Part of how we can fight for women and girls everywhere to have that choice is to tell our stories. Just like this. Or better. Or longer. Or shorter. Or more uncomfortably. Or maybe with more trauma details. Or maybe with less. Or maybe on video. Or on some other social media. Definitely in thousands of other ways, in thousands of places, and in all kinds of online and real-world platforms and mediums.
We. Need. To. Tell. Our. Stories.
We need videos. We need writing. We need storytelling events where we live and online. We need media coverage.
We need to drive the damn narrative.
We need all that stuff. We can do it, too.
That's the kind of thing we're fixing to help with at our growing teeny tiny nascent nonprofit here. Stories are a huge, huge piece of how we Shift the Country.
Join us and help us do more of this.
Because it should be up to each one of us individually whether we have the wherewithal and the resources and the moral choice to bring people into the world.
It shouldn't be up to pale, male, religious legislators who want to control the entire society.
Let's push back.
Let's drive them out of office.
A freaking enormous, ongoing flood of stories in all the places will help. We can get them going anytime, and anywhere.
Let's go.
Storytelling events online:
The Power of Stories to Bring Widespread Pressure — July 5, Wednesday, evening.
The Power of Stories to Bring Widespread Pressure — July 11, Tuesday, evening.

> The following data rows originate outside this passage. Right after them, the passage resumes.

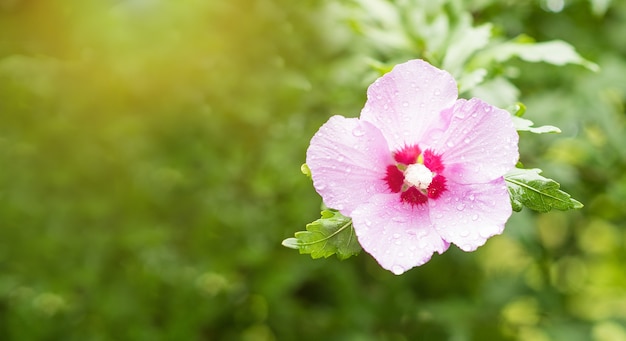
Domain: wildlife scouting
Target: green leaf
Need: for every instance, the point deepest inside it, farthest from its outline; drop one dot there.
(556, 52)
(522, 124)
(332, 234)
(528, 188)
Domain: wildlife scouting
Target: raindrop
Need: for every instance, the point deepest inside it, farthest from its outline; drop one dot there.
(484, 233)
(358, 131)
(399, 219)
(397, 269)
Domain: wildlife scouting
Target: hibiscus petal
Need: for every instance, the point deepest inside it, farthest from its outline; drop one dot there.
(348, 159)
(399, 236)
(480, 143)
(407, 101)
(467, 215)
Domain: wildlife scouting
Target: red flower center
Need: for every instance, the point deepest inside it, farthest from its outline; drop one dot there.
(416, 175)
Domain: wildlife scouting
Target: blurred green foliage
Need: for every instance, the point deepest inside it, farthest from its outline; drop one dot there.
(149, 169)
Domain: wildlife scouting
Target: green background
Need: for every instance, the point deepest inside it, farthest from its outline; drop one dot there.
(150, 158)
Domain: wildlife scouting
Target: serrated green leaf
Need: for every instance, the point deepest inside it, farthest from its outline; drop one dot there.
(522, 124)
(332, 234)
(528, 188)
(556, 52)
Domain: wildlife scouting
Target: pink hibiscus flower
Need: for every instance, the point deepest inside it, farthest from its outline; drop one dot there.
(419, 169)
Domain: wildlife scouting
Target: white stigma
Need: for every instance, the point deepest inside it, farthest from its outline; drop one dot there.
(418, 175)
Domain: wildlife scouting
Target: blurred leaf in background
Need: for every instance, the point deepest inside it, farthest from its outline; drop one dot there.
(149, 155)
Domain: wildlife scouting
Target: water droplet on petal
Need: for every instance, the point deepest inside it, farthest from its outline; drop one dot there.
(397, 269)
(358, 131)
(484, 233)
(399, 219)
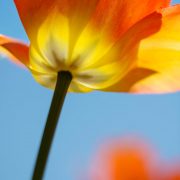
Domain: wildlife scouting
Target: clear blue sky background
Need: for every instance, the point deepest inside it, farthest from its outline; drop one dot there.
(87, 119)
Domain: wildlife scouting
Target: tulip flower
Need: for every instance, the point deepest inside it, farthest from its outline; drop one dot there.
(130, 159)
(124, 160)
(108, 45)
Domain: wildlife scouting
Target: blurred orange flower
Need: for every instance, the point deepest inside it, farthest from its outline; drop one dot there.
(130, 160)
(108, 45)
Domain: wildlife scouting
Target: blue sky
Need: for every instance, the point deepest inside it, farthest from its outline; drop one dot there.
(87, 119)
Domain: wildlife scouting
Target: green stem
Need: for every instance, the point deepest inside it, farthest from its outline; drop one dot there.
(62, 85)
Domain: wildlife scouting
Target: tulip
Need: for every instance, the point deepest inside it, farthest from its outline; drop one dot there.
(107, 45)
(130, 159)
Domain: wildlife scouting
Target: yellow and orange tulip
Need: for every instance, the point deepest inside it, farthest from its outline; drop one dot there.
(108, 45)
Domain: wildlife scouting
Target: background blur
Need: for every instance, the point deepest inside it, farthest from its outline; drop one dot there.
(87, 119)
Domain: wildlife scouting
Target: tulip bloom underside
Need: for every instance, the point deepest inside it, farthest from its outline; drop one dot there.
(108, 45)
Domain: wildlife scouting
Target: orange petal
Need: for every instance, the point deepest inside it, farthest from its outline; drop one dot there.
(128, 49)
(161, 53)
(115, 15)
(33, 13)
(118, 16)
(16, 51)
(126, 83)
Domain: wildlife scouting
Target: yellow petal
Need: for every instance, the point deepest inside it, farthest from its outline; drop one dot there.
(161, 53)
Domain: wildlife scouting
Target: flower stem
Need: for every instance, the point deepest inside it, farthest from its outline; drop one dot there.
(63, 81)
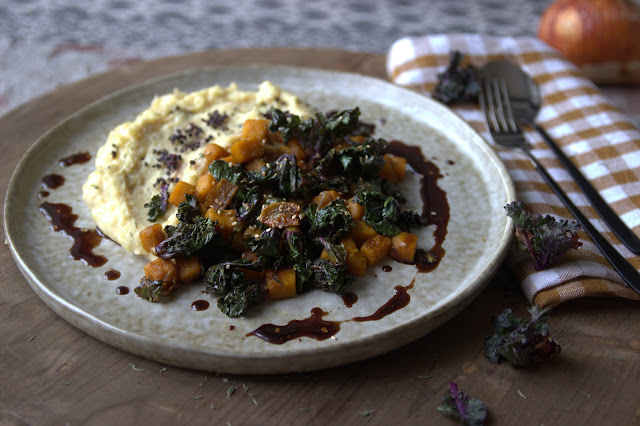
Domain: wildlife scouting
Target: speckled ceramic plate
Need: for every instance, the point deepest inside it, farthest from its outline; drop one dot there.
(476, 183)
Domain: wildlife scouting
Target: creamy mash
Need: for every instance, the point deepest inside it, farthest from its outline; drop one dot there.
(164, 144)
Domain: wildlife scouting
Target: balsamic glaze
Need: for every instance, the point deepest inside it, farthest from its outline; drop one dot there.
(84, 240)
(349, 299)
(79, 158)
(52, 181)
(200, 305)
(112, 274)
(122, 290)
(314, 327)
(435, 205)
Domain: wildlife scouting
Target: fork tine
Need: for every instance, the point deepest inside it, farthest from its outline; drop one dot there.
(497, 99)
(507, 112)
(486, 101)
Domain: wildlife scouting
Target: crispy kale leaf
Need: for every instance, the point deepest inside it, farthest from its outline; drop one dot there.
(151, 290)
(360, 160)
(521, 342)
(331, 221)
(457, 83)
(283, 176)
(543, 238)
(330, 277)
(316, 135)
(158, 204)
(227, 280)
(458, 405)
(380, 212)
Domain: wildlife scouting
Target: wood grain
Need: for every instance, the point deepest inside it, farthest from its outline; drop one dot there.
(52, 373)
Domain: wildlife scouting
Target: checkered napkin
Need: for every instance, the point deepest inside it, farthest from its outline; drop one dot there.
(598, 138)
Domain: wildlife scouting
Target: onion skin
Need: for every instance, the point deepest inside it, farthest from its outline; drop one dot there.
(595, 32)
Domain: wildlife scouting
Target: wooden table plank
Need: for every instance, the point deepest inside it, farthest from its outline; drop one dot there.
(62, 375)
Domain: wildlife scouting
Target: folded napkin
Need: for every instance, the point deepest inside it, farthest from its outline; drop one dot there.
(598, 138)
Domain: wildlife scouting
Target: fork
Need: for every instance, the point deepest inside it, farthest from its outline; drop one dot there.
(494, 101)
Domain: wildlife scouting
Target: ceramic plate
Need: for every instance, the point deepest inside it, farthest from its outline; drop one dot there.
(476, 183)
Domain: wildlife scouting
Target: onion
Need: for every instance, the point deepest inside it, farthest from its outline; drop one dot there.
(601, 36)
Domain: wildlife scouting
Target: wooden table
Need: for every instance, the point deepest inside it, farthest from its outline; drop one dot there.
(52, 373)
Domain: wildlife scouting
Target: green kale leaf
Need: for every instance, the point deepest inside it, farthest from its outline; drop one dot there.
(188, 210)
(360, 160)
(220, 169)
(456, 404)
(544, 238)
(330, 277)
(187, 239)
(331, 221)
(151, 290)
(282, 175)
(380, 212)
(457, 83)
(236, 294)
(521, 342)
(237, 301)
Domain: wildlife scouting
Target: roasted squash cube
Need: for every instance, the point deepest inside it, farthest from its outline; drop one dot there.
(376, 249)
(325, 197)
(179, 190)
(361, 232)
(151, 236)
(281, 283)
(256, 130)
(281, 214)
(220, 195)
(356, 210)
(226, 221)
(189, 269)
(204, 185)
(403, 246)
(245, 150)
(161, 269)
(213, 152)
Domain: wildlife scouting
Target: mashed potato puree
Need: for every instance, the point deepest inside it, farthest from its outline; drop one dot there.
(164, 144)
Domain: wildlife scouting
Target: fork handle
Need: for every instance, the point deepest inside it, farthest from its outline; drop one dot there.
(617, 226)
(620, 264)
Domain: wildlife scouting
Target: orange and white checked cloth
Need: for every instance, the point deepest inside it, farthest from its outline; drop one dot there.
(595, 134)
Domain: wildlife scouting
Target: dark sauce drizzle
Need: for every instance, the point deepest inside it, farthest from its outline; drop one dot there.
(349, 299)
(52, 181)
(112, 274)
(435, 205)
(79, 158)
(84, 240)
(200, 305)
(435, 209)
(122, 290)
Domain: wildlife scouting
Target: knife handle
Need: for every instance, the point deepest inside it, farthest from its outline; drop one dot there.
(619, 263)
(617, 226)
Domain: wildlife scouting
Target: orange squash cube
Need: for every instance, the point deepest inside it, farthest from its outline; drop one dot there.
(361, 232)
(161, 269)
(376, 249)
(325, 197)
(356, 210)
(256, 130)
(226, 221)
(281, 283)
(403, 246)
(245, 150)
(213, 152)
(151, 236)
(179, 190)
(204, 185)
(189, 269)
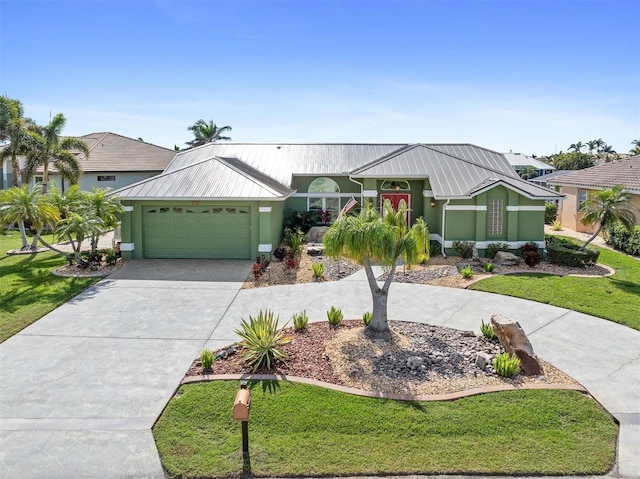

Other Shift the Country Zoom events online:
Ramping Up Business Pressure to Make Shift Happen — June 27, Tuesday, evening. Brainstorming & ideas to start identifying & pulling together efforts to pressure/partner with business in preparation for pressure during the 2024 election season. There is time to build a plan & to implement it if we get going on it.
Team Call for Volunteers — June 29, afternoon. All are welcome. Working call to get into ongoing projects, to brainstorm, & to work through new ideas.
Choice, Vanessa. It really does boil down to choice. You don't need to justify why you chose not to have children--even if society expects you to do that. The fact is that some of us--maybe not a lot--chose not to have children because we knew that we were NOT meant to be parents. I often joke that all the children I never had are very thankful! So yes, I had the ability to choose not to be a parent; I wish that choice were respected by more people, but I know that it was the right choice for ME. And that's why I fight so hard to ensure that everyone, all women, have the choice to HAVE or NOT to have a child or children. Whenever they need to make that choice. Wherever they are on their journey. It is their choice, and not one they need to defend.